IBM starts fund to aid displaced workers

Big Blue earmarks $25 million to be spent on training

LAS VEGAS -- IBM will create a $25 million, two-year training fund to assist employees who fear their that jobs are at risk of being shipped away to lower-cost locations, company executives said Monday at IBM's PartnerWorld conference here.

The growing clamor in the U.S. about jobs lost to outsourcing unnecessarily begrudges the employment gains of "countries that are simply trying to improve the standards of living of their people," IBM Chairman and Chief Executive Officer Sam Palmisano said during a keynote address at the conference, which is being held in Las Vegas.

Called the Human Capital Alliance, the fund will help workers in positions likely to be affected by the outsourcing trend to retrain for new jobs, ideally with IBM or one of its business partners, according to IBM spokesman Clint Roswell.

At its current budget size, the Human Capital Alliance won't be a large program, Roswell acknowledged, but he estimated that it could be used to aid several thousand employees.
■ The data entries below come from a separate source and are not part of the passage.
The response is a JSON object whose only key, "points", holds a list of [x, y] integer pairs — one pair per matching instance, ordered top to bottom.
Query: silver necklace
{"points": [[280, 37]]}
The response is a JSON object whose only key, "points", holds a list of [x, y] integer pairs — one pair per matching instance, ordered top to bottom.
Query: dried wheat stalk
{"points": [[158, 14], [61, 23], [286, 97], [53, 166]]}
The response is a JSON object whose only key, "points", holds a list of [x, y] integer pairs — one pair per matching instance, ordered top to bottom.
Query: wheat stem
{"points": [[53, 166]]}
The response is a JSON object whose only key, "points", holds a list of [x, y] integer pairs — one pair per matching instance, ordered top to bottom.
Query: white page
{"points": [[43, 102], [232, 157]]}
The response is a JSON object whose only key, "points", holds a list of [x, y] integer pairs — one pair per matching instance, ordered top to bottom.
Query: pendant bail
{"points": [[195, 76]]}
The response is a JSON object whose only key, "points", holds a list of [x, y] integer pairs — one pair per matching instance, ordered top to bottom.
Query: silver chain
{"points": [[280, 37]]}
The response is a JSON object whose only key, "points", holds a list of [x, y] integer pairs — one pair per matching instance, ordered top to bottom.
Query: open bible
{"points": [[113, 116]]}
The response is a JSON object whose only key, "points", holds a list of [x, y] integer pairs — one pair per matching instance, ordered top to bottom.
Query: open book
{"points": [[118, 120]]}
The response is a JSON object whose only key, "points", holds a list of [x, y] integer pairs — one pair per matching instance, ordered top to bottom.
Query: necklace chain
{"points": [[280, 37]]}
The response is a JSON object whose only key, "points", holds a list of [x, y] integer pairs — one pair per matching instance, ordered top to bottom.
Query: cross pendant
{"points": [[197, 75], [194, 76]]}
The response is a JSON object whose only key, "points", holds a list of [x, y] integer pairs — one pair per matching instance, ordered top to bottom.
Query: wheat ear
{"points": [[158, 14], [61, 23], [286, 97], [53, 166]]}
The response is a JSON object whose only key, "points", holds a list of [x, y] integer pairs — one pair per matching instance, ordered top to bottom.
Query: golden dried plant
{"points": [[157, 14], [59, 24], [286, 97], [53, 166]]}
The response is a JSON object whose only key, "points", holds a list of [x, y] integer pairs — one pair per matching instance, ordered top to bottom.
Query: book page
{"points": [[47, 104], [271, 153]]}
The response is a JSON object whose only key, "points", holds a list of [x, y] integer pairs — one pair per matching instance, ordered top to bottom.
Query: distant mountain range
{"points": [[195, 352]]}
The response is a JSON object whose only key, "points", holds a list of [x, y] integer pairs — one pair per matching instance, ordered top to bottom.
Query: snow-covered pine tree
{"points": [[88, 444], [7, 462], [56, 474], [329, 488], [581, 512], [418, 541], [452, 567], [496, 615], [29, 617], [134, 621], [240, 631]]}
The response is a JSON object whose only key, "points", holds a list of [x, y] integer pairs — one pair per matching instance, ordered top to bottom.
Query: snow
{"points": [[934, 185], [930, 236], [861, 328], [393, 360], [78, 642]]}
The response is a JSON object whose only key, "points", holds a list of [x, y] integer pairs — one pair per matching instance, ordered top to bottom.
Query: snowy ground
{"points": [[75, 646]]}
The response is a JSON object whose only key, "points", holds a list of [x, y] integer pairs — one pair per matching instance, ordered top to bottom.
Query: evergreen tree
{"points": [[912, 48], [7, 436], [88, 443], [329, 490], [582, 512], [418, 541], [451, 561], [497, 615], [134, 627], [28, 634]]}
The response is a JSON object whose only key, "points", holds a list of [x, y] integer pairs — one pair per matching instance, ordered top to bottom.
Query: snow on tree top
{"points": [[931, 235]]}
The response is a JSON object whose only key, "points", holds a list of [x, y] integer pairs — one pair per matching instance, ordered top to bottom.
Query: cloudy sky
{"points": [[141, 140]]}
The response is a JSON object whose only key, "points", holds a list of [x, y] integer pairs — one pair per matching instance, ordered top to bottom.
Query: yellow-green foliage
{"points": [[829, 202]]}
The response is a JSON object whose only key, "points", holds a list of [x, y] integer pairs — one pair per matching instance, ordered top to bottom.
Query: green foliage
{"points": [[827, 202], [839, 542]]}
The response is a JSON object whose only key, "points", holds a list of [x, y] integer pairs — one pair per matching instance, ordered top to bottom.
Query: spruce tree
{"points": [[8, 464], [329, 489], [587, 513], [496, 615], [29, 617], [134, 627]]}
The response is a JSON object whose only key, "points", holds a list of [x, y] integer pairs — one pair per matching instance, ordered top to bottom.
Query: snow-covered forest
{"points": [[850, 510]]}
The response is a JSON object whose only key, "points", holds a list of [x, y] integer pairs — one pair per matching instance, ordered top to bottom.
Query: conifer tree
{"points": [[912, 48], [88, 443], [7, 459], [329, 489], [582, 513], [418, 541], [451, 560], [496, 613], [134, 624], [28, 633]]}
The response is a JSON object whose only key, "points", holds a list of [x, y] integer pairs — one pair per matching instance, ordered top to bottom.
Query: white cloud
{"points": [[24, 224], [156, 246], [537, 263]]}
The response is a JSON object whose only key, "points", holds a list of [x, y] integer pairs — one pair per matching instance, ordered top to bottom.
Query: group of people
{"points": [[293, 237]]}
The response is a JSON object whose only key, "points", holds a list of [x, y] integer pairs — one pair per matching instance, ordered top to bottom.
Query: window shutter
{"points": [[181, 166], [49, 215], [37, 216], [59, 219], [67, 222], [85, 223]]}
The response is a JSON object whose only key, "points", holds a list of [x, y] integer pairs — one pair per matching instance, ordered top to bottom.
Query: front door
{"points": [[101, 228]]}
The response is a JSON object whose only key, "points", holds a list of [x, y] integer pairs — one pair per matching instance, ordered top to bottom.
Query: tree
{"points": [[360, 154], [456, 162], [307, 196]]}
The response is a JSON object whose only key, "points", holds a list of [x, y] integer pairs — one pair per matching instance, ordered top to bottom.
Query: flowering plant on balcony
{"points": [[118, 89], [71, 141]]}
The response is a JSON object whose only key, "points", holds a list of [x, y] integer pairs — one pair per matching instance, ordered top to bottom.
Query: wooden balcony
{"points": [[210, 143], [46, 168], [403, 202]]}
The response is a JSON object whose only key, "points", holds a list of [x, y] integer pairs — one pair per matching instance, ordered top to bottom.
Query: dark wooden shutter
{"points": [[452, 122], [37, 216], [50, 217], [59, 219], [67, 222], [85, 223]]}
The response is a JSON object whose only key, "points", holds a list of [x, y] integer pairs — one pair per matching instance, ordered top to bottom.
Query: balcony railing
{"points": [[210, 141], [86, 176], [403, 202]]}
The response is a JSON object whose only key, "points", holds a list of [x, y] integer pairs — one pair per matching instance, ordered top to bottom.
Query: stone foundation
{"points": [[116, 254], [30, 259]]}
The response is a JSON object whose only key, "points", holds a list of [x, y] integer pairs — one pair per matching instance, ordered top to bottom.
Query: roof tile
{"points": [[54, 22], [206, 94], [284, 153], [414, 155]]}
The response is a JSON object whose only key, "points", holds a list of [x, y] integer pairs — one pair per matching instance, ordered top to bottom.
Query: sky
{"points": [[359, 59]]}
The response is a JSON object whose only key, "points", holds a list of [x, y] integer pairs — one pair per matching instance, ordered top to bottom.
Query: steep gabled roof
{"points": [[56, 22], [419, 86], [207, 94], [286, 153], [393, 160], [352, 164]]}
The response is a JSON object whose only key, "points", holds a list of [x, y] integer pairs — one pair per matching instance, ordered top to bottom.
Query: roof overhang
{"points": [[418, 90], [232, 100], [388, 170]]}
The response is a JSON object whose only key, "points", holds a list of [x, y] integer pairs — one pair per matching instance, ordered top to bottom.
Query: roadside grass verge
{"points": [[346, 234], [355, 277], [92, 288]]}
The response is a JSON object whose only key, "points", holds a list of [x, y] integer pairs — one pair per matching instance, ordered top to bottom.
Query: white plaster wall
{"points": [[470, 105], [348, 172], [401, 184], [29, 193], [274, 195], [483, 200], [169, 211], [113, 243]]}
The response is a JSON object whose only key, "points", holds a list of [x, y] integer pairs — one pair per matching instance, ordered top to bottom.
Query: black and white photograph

Its scope will be global, but its aim will be to assist employees in developed countries, including the U.S. and the U.K. The fund's potential uses include paying for training, relocation and placement costs, Roswell said.

IBM said it will work with its business partners to determine fields in which employees should be retrained. Technologies the company considers strategic include Linux, Web services and business transformation consulting, according to Roswell. He cited data entry and legacy application development as examples of areas out of which IBM would seek to move its employees.

IBM has an uneasy relationship to the outsourcing issue, which is gaining political momentum in the U.S. as elected officials respond to worries about the shifting job market. The company speaks openly about the savings it has seen from outsourcing some manufacturing work, and it encourages other companies to outsource IT work to specialists like IBM.

At the same time, IBM is eager not to be seen as moving jobs out of the U.S. to developing countries as a cost-cutting move. When corporate documents leaked last year suggesting that executives were pursuing such a strategy, IBM officials insisted that expansions in its workforce in places such as India and China would not come at the expense of jobs elsewhere. Last month, IBM said it is in the process of hiring 15,000 new employees worldwide.